The artist thanks Manif d’art and Entente de développement culturel de la Ville de Québec for their financial support of this project.

Biography
Karine Dezainde was born in Sherbrooke and now lives and works in Quebec City, where she teaches at the Garneau CEGEP. She holds a master’s degree in visual art and in teaching art at the CEGEP level. Karine Dezainde uses augmented reality in her printing and photography practice, where it becomes a technical means for interacting with the public and for animating the image. She has taken part in numerous exhibitions and residencies at the Engramme centre for printmaking and dissemination in Quebec City.

 

GENEVIÈVE MAROIS-LEFEBVRE

Artistic project
In her work Geneviève Marois-Lefebvre examines the image in the context of installations, video and assemblages. During her residency, she worked with the abundant collection of private journals and correspondence in the Musée d’histoire de Sherbrooke. There one can find a variety of intermingled periods and voices recounting the reality of individuals in the Eastern Townships region. In this project the artist explored the way in which people convey in words their experience of reality and enter into relations with others through stories. Through the assemblage of these found textual fragments and photographs taken from her everyday life, Marois-Lefebvre brings her own subjectivity to that of her topic. Her photographs become connected to the archival texts to provide new ways of reading, blurring the boundaries between periods and between the real and the imaginary.[1]

Biography
Geneviève Marois-Lefebvre is a multidisciplinary artist residing in Frelighsburg in the Eastern Townships. She holds a master’s degree in visual and media art from the Université du Québec à Montréal. Her work has been exhibited at several venues in the province, including at Atoll Art Actuel, the Centre des arts actuels Skol and the Caravansérail artist-run centre.

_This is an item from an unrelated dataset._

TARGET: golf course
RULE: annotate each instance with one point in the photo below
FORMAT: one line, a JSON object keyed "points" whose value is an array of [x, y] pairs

[1] Note that the texts have been transcribed faithfully, including possible errors in the original.

 

RENÉ BOLDUC

Artistic project
The enigmatic images captured by René Bolduc during his micro-residency at the Musée de la nature et des sciences de Sherbrooke lie at the boundary between an artistic and a scientific project. Bolduc has restored life to stuffed specimens by staging them in a studio in a way which makes them appear as if they had been shot in nature. The bestiary he employs blurs the boundaries of time, like in a curiosity cabinet, an icon of the nineteenth century. To some, the animals appear to be caught live, in the midst of conversation. The ancient wet collodion process used by the artist is laborious, however, and several minutes are needed to record the image on the support. The subject must thus be completely immobile – or, even better, stuffed!

Biography
A specialist in bygone photographic technology and processes, René Bolduc is interested in the evocative power of the image and its history. He holds a CEGEP diploma in photography and mechanical photography. His work has been shown at the Musée des beaux-arts de Sherbrooke, the Centre culturel Yvonne L. Bombardier in Valcourt, the Musée populaire de la photographie in Drummondville and numerous other venues in Quebec.